NewsBite

Film review: Final Destination 5

FOR all its new-fangled fixtures and trimmings, the Final Destination franchise still sticks like glue to that old horror-movie maxim "if in doubt, gross 'em out".

hit finaldestination5
hit finaldestination5

FOR all its new-fangled fixtures and trimmings, the Final Destination franchise still sticks like glue to that old horror-movie maxim "if in doubt, gross 'em out".

If you missed the first four instalments - ranging in quality from so-so to so-umm-what-else-you-got? - you can be reassured you will not be suddenly stepping on to a minefield of masterful storytelling. The original blood-spattered blueprint is as it ever was.

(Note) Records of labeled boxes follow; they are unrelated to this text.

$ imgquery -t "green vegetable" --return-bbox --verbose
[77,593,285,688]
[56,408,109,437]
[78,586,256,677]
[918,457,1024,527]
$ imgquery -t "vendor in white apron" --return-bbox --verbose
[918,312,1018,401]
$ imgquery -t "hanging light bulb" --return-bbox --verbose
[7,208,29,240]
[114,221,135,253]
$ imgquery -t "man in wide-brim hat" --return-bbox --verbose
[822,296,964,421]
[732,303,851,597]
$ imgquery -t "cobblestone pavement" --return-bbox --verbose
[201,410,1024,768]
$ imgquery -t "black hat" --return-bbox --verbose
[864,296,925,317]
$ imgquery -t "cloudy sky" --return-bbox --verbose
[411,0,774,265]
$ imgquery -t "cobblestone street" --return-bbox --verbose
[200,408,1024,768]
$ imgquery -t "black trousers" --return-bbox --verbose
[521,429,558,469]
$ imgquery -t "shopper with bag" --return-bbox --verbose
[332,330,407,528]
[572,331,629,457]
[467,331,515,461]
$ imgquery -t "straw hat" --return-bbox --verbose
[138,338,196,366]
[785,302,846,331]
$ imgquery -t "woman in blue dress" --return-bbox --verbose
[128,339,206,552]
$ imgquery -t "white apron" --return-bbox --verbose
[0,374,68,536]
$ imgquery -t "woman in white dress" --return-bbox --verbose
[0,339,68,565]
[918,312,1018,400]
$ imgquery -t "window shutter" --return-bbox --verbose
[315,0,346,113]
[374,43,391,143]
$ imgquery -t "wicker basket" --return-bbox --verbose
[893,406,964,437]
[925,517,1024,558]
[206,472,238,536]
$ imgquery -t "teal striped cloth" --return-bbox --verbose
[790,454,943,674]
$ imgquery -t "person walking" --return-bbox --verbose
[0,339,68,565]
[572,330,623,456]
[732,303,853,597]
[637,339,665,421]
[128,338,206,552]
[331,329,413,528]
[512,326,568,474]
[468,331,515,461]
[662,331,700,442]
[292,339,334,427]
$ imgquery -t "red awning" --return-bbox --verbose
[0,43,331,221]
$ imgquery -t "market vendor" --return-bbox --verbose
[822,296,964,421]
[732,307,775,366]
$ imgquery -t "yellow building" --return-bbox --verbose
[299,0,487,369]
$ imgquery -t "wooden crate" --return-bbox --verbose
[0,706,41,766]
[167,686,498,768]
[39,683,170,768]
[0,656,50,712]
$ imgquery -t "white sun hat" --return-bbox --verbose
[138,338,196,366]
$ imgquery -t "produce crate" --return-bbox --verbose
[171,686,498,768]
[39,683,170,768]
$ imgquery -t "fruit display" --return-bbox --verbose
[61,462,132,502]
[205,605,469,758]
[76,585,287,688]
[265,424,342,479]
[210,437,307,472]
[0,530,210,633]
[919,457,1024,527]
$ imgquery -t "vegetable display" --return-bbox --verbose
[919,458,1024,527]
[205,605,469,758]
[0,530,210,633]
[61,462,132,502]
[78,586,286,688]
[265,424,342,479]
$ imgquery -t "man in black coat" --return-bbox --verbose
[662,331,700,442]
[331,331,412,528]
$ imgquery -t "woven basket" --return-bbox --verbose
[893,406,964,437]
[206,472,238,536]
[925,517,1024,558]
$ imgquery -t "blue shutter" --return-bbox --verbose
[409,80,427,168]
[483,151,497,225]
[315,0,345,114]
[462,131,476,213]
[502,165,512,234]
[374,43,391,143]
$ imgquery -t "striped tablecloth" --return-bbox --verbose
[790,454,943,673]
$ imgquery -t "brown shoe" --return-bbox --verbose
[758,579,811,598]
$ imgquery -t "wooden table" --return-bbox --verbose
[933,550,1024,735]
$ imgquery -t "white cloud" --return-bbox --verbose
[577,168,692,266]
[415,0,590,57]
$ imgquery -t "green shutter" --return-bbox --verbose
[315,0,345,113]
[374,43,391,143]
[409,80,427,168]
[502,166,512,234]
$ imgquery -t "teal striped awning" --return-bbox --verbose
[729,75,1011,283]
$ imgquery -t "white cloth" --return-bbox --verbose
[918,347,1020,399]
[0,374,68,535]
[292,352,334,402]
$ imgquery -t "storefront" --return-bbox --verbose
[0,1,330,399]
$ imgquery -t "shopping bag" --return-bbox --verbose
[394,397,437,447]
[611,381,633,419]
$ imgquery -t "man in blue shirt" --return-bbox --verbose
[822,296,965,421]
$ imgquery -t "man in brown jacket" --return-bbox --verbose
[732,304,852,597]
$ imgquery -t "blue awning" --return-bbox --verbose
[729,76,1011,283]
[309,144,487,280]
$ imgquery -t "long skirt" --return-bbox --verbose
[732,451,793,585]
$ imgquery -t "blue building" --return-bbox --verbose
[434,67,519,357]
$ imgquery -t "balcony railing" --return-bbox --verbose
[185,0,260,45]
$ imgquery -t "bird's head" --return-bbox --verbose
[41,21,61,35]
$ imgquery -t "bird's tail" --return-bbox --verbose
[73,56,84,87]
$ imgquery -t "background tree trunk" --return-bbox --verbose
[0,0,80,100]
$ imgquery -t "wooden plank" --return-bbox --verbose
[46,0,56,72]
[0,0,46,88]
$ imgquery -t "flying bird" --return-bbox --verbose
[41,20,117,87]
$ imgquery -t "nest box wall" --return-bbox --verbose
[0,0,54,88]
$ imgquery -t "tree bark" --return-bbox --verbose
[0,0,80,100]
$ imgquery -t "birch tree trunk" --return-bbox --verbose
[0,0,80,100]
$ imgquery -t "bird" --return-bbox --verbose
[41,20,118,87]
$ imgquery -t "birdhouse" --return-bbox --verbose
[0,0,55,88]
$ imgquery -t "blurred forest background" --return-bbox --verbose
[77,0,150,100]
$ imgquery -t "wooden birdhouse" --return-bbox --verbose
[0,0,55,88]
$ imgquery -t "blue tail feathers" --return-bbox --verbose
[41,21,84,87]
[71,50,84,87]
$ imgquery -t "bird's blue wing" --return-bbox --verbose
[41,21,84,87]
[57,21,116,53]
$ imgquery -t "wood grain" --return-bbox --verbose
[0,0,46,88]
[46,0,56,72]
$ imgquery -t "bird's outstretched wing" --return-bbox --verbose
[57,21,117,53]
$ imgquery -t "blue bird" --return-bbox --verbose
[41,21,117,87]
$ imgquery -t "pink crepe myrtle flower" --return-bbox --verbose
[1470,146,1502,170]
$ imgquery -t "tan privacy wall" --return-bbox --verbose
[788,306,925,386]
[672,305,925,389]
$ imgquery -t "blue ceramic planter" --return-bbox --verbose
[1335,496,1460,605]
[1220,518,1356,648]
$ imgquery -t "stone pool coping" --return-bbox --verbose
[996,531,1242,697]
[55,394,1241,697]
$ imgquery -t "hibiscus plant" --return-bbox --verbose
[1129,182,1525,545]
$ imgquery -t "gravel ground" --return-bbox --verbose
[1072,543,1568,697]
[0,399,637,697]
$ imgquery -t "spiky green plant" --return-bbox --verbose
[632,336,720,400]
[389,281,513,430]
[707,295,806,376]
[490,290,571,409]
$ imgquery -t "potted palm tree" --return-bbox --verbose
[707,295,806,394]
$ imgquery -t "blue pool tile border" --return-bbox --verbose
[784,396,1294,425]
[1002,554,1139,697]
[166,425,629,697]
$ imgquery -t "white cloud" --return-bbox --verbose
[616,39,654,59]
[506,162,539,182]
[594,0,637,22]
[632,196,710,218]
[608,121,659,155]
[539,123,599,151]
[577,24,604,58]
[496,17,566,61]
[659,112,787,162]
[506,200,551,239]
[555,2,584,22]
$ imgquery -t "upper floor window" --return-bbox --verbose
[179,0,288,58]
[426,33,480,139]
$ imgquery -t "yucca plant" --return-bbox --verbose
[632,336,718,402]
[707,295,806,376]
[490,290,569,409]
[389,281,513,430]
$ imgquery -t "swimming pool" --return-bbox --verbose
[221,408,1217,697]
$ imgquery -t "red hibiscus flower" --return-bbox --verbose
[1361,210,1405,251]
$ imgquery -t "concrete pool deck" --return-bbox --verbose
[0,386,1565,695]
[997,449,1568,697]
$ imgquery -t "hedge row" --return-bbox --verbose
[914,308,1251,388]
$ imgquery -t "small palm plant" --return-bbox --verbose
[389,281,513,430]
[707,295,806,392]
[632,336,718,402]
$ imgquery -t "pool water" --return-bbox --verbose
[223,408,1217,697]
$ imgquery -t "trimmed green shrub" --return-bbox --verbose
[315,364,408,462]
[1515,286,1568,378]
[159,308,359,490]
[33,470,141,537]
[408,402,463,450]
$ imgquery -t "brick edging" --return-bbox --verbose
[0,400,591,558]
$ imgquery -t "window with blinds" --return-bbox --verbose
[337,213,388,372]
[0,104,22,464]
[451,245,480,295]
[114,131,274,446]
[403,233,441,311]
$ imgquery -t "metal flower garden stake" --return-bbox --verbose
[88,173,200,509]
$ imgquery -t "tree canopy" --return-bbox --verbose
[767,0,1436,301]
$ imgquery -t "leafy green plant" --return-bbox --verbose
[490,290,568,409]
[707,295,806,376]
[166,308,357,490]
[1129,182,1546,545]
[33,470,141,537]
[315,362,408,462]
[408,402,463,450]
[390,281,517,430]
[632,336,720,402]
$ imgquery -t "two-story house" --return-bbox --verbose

The producers round up a young cast of unknowns, pay 'em peanuts, kill 'em a couple of times (you're not a real FD player unless you're first massacred in a dream sequence before you really get what's coming to you) and boot 'em right back to obscurity. Who gets killed? Not important. How they're killed? All important.

The Final Destinations are famous for the ridiculously elaborate lengths its screenwriters will take to slaughter each and every character.

As sick and sorry as some of the outcomes prove to be in FD5, there can be no denying there is often some wild imagination and genuine inspiration in play.

Two sequences in particular are remarkably strong by the middling standards of modern B-movie horror.

The first is an impeccably designed demolition of a huge suspension bridge, filled from end to end with vehicles packed full of passengers.

The second is smaller in scale, but just as horrifying. I won't spoil it for you, but I will declare no one who makes it through this bit will look at Olympic gymnastics the same way again.